Not all Tor exit nodes are blocked systematically yet. I noticed that from certain exit nodes, Royal Society Publishing and ScienceDirect are blocked: the pages would not load. I imagine attacks are frequent from Tor exit nodes, and they choose the most brainless form of defence: block the IP address. Their profits are obviously not channelled towards hiring competent IT personnel. I am not surprised to see ACM on the list of blockers: they are sponsored by the NSA, they glorify the actions of the NSA by calling the employees `law-abiding dedicated patriots' in their flagship publication, their new spam filter is even more closely tied to Google, and they recently added tracking links to their newsletters. Blocking Tor exit nodes to access the digital library is the least they can do.

Going beyond publishers, searching for articles is also getting more painful. Google blocks searches from Tor exit nodes, that is nothing new. What is new is that Google Scholar updated its user interface a few days back. I relied on a trick to get the Bibtex reference for a paper without enabling Javascript: if any of the authors of the paper had a Google Scholar profile, finding the paper on the profile page allowed a Javascript-free export of the citation. This is gone. Now Javascript is mandatory even to look beyond the first page of papers on a profile. Also, there is no simple way to disable localization -- adding &hl=en to every URL is cumbersome. I speak neither Japanese nor Swedish, so using Google Scholar is a permanent pain. Can we just assume that academics who managed to get a PhD one way or the other can speak elementary English? Then we could forget about this localization madness. Reasons are getting stronger and stronger to abandon Google Scholar, but the alternatives still have serious shortcomings.

The most hilarious finding of this experiment is that Nature only exports citation to RIS format.
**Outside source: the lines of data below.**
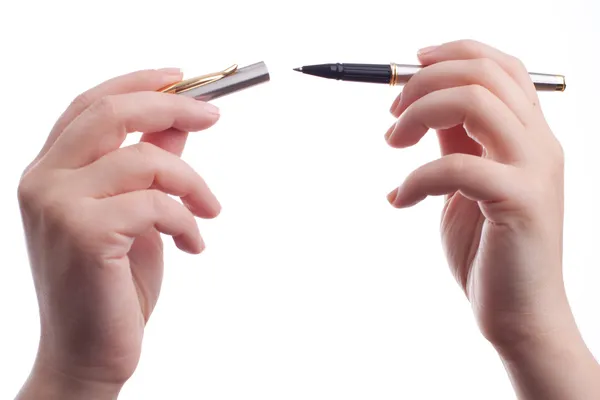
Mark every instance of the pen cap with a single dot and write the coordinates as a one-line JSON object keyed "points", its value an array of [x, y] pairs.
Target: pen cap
{"points": [[243, 78]]}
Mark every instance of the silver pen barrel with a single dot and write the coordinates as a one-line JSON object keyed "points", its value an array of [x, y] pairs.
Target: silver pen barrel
{"points": [[241, 79], [401, 73]]}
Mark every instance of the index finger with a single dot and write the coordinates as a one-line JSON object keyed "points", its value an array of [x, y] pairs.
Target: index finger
{"points": [[471, 49], [132, 82]]}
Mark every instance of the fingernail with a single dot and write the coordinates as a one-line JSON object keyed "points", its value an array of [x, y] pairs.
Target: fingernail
{"points": [[392, 196], [426, 50], [210, 108], [171, 71], [395, 103], [390, 132]]}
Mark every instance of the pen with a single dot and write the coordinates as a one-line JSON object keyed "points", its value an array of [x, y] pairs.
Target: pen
{"points": [[218, 84], [398, 74]]}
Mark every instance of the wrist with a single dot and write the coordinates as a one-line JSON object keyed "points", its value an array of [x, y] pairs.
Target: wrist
{"points": [[48, 383]]}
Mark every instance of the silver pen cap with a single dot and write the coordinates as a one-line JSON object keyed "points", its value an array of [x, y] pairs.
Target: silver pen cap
{"points": [[401, 73], [215, 85]]}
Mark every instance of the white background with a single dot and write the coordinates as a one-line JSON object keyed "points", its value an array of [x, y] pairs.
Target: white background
{"points": [[312, 286]]}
It must be hard to provide a Bibtex option.

We all know that academic publishers are evil. Until now, they only wanted to cash in. They are going a step further and they are ramping up efforts to harvest data about you. For what? I prefer not knowing. Most of the major publishers are either based in Five Eyes countries, or have extensive operations there. Espionage is in their blood. The state of affairs is depressing as it is, and the situation is only getting worse.